Artigo - Reciclagem de pneus inservíveis: avanços, aplicações e perspectivas no Brasil

A composição química dos pneus é basicamente composta por substâncias tóxicas que podem contaminar as águas subterrâneas.

Reciclagem de pneus.
Laerte Scanavacca Júnior*

 

Embrapa - 03/10/25   Estudos socioeconômicos e ambientais  Gestão ambiental e territorial - 

Foto: Laerte Scanavaca Júnior

Cerca de quatro bilhões de pneus são produzidos e um bilhão são descartados anualmente no mundo. No Brasil são produzidos 40 a 50 milhões e descartados 100 milhões de pneus por ano.
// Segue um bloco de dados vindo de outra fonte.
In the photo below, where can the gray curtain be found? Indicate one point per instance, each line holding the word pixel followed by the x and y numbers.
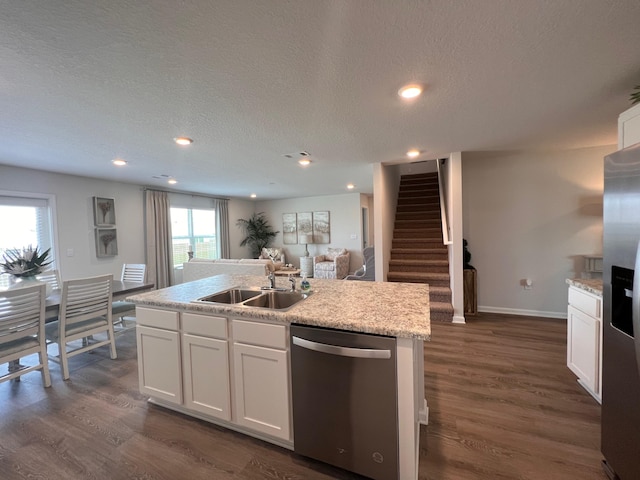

O descarte inadequado de pneus inservíveis representa um dos maiores desafios ambientais e de saúde pública da atualidade, dado seu caráter não biodegradável e os riscos de contaminação do solo, da água e da atmosfera.

Este artigo tem como objetivo apresentar um panorama da reciclagem de pneus, abrangendo aspectos legais, processos tecnológicos disponíveis e suas aplicações em diferentes setores, com ênfase na construção civil e na indústria calçadista. A metodologia adotada baseou-se em revisão bibliográfica de artigos científicos, legislações e relatórios institucionais. Os resultados indicam que, embora avanços significativos tenham sido alcançados por meio da logística reversa e da atuação de entidades como a Reciclanip, ainda existem entraves técnicos e econômicos a serem superados. O estudo conclui que a reciclagem de pneus possui alto potencial de expansão no Brasil, desde que articulada a políticas públicas mais rigorosas e ao desenvolvimento de novas tecnologias de reaproveitamento.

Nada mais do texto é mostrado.